The well-known miner, Rio Tinto has been handed down a £27.4m fine in the UK after it was charged with fraud in the US over its handling of its coal assets.
Two of the former executives alongside FTSE 100 miner Rio have been charged in the US for allegedly inflating the value of the assets. The miner bought the assets at a price of $3.7bn (£2.8bn) in 2011, however, it decided to sell them a few years later at $50m.
Reports from the Securities and Exchange Commission claimed that Rio, its former chief executive Thomas Albanese and its former chief financial officer Guy Elliott "failed to follow accounting standards and company policies to accurately value and record its assets".

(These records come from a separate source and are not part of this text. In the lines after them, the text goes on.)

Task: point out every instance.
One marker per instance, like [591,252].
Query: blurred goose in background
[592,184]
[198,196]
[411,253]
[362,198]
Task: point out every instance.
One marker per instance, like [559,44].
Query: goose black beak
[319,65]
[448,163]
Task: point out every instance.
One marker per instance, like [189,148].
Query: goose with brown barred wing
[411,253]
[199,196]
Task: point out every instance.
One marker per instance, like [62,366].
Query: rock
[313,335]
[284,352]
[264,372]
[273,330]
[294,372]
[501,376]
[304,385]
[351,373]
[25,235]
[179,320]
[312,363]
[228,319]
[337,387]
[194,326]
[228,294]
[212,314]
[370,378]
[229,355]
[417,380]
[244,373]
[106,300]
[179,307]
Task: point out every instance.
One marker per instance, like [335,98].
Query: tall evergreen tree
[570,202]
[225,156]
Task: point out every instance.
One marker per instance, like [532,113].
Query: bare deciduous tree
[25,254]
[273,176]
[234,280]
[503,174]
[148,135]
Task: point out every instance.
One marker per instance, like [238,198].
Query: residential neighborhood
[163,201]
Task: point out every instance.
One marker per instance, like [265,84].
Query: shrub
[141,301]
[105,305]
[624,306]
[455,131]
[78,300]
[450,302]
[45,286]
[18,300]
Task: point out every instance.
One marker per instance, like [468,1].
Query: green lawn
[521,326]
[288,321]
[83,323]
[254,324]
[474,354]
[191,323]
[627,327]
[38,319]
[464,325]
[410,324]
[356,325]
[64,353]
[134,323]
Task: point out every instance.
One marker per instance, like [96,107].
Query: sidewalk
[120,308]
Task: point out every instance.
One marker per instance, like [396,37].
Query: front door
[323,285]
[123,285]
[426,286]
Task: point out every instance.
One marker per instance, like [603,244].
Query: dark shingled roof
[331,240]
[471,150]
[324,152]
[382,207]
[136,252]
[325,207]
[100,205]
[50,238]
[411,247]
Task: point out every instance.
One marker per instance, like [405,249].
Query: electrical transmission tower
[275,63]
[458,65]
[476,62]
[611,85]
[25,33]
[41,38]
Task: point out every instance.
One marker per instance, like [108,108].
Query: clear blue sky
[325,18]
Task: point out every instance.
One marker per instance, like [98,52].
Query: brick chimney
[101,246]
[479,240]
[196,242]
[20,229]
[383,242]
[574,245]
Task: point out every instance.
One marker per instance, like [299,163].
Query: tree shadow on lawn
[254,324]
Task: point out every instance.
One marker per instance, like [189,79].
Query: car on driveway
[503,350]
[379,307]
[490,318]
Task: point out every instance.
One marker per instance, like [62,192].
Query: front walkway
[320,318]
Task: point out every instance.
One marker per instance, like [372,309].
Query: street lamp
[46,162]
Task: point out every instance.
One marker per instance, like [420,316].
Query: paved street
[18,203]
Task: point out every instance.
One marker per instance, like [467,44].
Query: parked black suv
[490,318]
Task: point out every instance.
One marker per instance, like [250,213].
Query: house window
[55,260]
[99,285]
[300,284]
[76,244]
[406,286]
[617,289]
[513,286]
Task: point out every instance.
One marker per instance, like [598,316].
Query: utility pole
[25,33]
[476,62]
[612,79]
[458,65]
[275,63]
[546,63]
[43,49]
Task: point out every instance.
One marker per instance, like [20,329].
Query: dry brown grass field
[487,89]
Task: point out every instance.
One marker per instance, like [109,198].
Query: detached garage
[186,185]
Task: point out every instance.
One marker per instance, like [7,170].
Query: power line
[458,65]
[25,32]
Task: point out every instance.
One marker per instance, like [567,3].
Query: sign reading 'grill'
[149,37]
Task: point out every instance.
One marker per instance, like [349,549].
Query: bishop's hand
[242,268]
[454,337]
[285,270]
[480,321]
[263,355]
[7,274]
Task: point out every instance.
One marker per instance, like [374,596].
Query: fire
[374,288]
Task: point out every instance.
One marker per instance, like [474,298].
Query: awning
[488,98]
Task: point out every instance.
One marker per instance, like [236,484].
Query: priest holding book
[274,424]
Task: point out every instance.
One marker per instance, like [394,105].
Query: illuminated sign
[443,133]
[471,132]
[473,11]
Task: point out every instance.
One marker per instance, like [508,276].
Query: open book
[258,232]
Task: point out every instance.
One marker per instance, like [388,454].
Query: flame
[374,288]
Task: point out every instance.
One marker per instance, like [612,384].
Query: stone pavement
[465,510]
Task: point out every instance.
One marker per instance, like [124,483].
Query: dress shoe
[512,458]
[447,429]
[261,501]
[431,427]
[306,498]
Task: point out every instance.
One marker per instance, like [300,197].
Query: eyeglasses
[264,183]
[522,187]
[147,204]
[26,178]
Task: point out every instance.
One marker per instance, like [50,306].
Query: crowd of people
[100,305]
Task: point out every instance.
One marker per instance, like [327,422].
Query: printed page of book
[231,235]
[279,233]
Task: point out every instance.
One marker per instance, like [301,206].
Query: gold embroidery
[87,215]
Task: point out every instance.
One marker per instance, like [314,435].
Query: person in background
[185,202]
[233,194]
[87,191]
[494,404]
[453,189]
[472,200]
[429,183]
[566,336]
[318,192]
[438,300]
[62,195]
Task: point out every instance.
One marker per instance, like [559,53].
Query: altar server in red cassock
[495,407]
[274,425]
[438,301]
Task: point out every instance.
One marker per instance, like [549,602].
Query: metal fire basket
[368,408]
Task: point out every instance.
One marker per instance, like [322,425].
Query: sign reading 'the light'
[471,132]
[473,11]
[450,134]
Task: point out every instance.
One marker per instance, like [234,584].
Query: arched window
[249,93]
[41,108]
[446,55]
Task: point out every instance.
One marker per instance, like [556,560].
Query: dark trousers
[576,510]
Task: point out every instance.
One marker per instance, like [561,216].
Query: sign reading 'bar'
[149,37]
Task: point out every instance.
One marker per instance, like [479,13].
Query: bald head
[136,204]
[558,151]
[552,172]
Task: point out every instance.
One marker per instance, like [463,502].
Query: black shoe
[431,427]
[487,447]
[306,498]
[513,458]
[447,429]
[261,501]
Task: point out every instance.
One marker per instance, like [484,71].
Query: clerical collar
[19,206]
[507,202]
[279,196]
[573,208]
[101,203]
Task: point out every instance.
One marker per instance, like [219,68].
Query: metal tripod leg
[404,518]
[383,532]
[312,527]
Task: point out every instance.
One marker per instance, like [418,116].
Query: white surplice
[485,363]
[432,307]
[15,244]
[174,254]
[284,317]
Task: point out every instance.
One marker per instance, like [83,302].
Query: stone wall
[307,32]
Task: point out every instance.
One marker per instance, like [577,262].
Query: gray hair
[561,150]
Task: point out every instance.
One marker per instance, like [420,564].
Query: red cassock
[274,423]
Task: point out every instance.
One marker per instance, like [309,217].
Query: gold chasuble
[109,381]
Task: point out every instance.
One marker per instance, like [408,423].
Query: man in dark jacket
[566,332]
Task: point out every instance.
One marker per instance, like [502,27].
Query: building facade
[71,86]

Complaints from SEC alleged that all three parties "concealed the adverse developments, and as a result, Rio Tinto released financial statements that were misleading days before a series of US debt offerings". The miner managed to raise $5.5bn from its investors even though it knew that the Mozambique coal subsidiary was worth negative $680m.
Steven Peikin, who is the co-director of the SEC’s enforcement division, revealed that the miner and its top executives allegedly failed to tell the truth about an unsuccessful deal that was made under their watch.
It turns out that the executives strived to save their own careers at the expense of investors. In response, Rio has said that it intends to defend itself against these allegations.
The charges are presented amidst the announcement by the UK Financial Conduct Authority which revealed that it was fining Rio for breaching disclosure rules in terms of the purchase.
The UK Financial Conduct Authority argues that the miner failed to carry out the impairment test and also failed to recognize the loss on the assets value as it was publishing the results for the year 2012.
The miner conducted financial modelling of the assets, but still decided not to carry out the impairment test as it is required by the international accounting standards.
Shockingly, Rio decided there was a "lack of clarity around how it would develop the mines" and decided it was "appropriate to continue to value the mining assets at the acquisition price".
The move was misled, and it showed lack of judgement, explaining why the FCA imposed a £27.4m penalty on the company.